If you scroll down in that page, you'll notice Rust has #[repr(C)] which gives you the same layout as C, if you want some stronger guarantees.

But why is our first change above still backwards incompatible? This code works:

struct S {
    x: i32,
}

pub fn main() {
    let my_s = S{ x: 1 };

    match my_s {
        S{x} => x,
    };
}

but this code doesn't compile:

struct S {
    x: i32,
    y: i8
}

pub fn main() {
    let my_s = S{ x: 1 };

    match my_s {
        S{x} => x,
    };
}

because the initialization is missing y, and the pattern match is missing y.

This is also totally unsurprising.

Conclusion

The moral here is:

  1. C and C++'s standard layout provides some guarantees, but not really that many.

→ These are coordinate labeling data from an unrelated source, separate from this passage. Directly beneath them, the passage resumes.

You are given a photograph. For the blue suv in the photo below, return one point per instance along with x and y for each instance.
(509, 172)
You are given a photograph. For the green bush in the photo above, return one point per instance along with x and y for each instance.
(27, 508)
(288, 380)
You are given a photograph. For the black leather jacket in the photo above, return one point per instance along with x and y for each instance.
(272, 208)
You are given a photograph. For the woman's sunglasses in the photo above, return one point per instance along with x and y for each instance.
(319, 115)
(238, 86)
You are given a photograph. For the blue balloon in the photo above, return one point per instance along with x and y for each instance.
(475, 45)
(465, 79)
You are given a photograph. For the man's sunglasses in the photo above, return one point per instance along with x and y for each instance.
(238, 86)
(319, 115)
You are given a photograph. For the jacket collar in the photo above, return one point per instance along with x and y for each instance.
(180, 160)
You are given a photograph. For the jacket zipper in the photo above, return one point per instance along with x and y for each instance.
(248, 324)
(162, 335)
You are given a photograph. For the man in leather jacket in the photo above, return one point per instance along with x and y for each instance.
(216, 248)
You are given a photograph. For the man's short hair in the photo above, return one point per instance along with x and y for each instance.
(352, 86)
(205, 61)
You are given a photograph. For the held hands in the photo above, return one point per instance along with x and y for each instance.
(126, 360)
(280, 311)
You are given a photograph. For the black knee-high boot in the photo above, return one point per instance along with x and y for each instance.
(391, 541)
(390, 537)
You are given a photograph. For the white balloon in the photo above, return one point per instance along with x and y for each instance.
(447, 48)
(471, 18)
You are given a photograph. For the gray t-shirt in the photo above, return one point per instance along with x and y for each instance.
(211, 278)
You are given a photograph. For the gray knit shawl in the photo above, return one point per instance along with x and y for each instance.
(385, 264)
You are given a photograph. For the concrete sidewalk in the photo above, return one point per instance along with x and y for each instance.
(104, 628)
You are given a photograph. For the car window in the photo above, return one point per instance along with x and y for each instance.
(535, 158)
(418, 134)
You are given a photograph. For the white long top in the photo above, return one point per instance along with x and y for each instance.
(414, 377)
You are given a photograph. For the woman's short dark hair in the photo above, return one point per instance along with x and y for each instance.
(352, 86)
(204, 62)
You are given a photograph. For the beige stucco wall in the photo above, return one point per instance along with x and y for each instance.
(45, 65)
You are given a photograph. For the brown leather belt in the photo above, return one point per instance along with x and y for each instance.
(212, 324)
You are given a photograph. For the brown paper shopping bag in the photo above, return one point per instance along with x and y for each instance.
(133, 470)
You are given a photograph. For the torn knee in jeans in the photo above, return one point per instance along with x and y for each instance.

  2. Rust's default struct memory layout provides almost no guarantees. But your Rust code is still safe, since the compiler can make sure you don't accidentally assume things about structs.

Technically, Rust might write winning lottery ticket numbers as padding at the start of your structs. Make sure to check.

Addendum: sizeof

One naive answer is that adding fields is backwards incompatible because the sizeof the struct changes.

This isn't exactly right since nothing in the C or C++ standards guarantees the sizeof a struct is the same even between compilations of the same program. This is trivially true because e.g. long may be 4 or 8 bytes depending on the platform and C implementation (long is always 4 bytes on Windows and is 8 bytes on 64 bit Linux, usually (yes, I know, the standard doesn't say anything about "bytes" in relation to int and long, only value ranges)).

So the struct sizeof could change arbitrarily depending on the time of day you compiled the program - you can't rely on that anyway.

Same with Rust:

In general, the size of a type is not stable across compilations

-- https://doc.rust-lang.org/std/mem/fn.size_of.html

Funnily enough, Rust guarantees that the std::mem::size_of a #[repr(C)] struct is stable if all members are also #[repr(C)]. So that guarantee is actually stronger than the C standard's guarantee.

This is unfair because GCC and Clang do guarantee a lot about struct layouts, it's just the C standard that doesn't. rustc and "the Rust language" are hard to separate because there's only really one real implementation that people use and no standard.

Comparing things unfairly is fun though.